What We Can Learn From the Girl Who Never Grew Up

Walker’s theory is that development is a combination of integration and change within the body. All our parts need to align with the changes that are happening to them and around them and after we reach our physical peak — like an old car — there’s internal friction and we start to deteriorate. When Walker started studying Greenberg, he presumed that the genetic mechanism that causes change is damaged in her. “This was very exciting because it meant that if it was damaged, that the mutation would be a marker for the genes that cause us to change, and that, therefore, might be an aging gene,” he says.

By comparing the genomes of all four girls, Walker is hopeful his research team is getting closer to identifying a gene, which if interfered with, could stall aging. Which is what everyone is racing to find.

“We are all hoping for the fantasy scenario where we lock onto some key modulator of aging processes that would not only enable an understanding of how to manipulate lifespan and make us live longer, but could it also make us more well,” says Schadt. For instance, easing the disease burden of disorders like Alzheimer’s, by having the ability to slow its progression.

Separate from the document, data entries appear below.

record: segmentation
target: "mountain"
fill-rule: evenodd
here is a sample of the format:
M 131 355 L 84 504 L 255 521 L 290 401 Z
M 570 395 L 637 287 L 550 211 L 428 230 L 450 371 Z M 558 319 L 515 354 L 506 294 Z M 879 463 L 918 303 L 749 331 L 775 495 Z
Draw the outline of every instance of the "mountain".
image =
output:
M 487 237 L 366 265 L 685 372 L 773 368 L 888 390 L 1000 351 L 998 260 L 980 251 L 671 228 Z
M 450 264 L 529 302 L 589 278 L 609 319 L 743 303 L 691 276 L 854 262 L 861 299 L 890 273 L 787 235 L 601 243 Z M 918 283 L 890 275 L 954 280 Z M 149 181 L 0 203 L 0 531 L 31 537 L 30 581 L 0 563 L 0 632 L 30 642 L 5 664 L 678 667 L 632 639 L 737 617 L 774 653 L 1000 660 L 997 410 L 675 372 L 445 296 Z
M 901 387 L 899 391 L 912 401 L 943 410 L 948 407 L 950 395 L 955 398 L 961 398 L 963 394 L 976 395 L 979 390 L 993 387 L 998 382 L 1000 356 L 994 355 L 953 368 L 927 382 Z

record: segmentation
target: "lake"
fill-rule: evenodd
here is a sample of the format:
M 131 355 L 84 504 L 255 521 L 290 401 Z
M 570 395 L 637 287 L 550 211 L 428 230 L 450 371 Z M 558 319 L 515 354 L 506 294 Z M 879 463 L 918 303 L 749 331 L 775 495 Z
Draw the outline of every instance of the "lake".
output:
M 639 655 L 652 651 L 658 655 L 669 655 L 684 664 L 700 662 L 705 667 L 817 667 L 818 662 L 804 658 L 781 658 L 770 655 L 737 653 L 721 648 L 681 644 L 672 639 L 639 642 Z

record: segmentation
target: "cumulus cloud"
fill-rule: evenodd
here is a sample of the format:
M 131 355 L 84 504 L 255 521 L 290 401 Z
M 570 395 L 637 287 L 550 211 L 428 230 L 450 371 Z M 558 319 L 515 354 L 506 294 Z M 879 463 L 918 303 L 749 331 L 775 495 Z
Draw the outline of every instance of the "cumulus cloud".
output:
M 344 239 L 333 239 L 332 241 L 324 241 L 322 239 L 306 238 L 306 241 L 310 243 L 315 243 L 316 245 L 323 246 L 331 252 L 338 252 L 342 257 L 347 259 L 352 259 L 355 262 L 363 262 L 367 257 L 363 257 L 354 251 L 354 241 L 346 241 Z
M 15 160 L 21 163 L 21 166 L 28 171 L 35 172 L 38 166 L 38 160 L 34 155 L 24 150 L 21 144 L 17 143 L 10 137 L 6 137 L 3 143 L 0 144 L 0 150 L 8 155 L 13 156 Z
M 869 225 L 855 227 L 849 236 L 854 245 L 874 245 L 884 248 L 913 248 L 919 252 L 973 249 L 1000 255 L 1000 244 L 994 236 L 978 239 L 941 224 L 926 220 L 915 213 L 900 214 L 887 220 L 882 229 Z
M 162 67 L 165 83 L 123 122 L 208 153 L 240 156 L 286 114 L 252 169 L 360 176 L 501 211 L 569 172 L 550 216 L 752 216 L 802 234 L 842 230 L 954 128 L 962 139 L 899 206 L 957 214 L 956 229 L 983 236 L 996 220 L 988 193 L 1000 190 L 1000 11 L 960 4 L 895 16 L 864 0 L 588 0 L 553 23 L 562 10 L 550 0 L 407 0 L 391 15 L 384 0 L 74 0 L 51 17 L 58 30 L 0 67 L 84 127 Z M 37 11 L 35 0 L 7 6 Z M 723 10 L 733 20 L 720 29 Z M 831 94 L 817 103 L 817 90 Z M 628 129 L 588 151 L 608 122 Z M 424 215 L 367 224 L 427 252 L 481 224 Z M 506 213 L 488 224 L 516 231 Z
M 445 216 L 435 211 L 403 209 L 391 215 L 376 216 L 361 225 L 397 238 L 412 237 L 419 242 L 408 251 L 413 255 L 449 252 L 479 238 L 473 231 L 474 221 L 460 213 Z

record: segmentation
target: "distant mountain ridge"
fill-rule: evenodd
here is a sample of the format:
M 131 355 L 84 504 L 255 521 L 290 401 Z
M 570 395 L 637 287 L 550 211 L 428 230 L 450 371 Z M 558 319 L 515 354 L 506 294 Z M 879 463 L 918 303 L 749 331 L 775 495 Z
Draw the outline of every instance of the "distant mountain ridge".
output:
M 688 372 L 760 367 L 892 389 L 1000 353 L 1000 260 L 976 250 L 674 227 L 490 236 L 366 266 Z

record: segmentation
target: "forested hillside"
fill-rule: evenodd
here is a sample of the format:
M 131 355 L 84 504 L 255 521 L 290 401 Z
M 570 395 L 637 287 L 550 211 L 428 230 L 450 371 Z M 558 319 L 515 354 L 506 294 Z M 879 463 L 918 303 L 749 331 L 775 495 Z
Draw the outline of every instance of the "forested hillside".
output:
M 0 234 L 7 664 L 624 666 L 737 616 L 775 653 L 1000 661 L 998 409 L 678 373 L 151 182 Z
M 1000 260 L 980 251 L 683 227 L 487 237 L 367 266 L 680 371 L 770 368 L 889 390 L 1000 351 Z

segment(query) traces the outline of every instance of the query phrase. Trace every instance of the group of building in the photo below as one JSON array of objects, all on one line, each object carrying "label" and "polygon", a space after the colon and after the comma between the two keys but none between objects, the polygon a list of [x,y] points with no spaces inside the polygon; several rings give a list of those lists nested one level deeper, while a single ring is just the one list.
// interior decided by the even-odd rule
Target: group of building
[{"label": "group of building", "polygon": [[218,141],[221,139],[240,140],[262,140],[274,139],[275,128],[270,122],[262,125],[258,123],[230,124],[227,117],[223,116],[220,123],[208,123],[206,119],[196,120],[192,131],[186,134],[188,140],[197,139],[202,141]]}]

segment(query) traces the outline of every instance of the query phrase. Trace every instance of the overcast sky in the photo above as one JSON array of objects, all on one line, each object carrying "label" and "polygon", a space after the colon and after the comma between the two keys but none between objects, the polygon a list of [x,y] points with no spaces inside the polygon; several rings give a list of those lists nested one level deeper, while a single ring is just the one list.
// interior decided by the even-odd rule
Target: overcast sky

Even though Greenberg has now passed away, researchers say the work can continue since they still have her DNA. The scientists now have the capabilities of resequencing her genes and trying again. When Greenberg started to get very ill this summer, Schadt and his team went to the hospital to get both tissue and blood samples for future sequencing.

“We still know very little about aging. Progress in understanding aging hasn’t been amazing. Many of the paths taken haven’t delivered as we thought they would,” says Schadt. “The contribution of someone like Brooke could help tremendously. Because a case like hers is so unique, the advances it could drive could be amazing and well worth the effort to explore.”